The Australian dollar was little changed after relatively mixed employment data from Australia. According to the Bureau of Statistics, the country’s unemployment rate declined from 5.6% in March to 5.5% in April. This was a better decline than the expected 5.6%. In this period, the economy lost more than 30,000 jobs while its participation rate declined from 66.3% to 66.0%. Despite the mixed numbers, there are signs that the Australian economy is staging a strong economic recovery. Looking ahead, the market will react to a statement by Christine Lagarde of the ECB, initial jobless claims numbers, and the South African Reserve Bank interest rate decision.
The AUD/USD pair was a little changed after the Australia jobs data. It is trading at 0.7735, which is slightly above this week’s low of 0.7711. On the four-hour chart, the pair is slightly below the 25-day and 15-day moving average. It is between the channel whose support and resistance levels are 0.7690 and 0.7817. The pair is also between 50% and 61.8% Fibonacci retracement level while the Relative Strength Index (RSI) is at the neutral level of 41. Therefore, today, the pair may remain at the current range.
The EUR/USD pair declined to 1.2175 after the FOMC minutes published yesterday. This price was slightly lower than yesterday’s high of 1.2242. It is also below the upper side of the rising channel and the year-to-date high of 1.2243. The pair has also risen above the 25-day moving average while the moving average of the oscillator has moved below the neutral line. The pair will likely resume the upward trend as bulls attempt to move above the highest point yesterday.

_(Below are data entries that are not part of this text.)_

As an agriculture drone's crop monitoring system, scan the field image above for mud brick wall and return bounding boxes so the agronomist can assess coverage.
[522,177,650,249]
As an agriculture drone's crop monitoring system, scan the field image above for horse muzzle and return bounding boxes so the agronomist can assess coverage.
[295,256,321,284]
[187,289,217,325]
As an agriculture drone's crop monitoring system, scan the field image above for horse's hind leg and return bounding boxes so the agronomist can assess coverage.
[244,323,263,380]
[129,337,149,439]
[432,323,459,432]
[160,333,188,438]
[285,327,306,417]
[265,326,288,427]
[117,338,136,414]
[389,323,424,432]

The ETH/USD pair declined to a low of 1,926, the lowest level since April this year. This price was substantially lower than the all-time high of more than 4,300. On the four-hour chart, the pair has dropped below the 25-day and 50-day moving averages while oscillators have also declined. The bears power has also remained below the zero line. Therefore, while the pair may keep falling, there is a possibility that a relief rally will happen in the near term.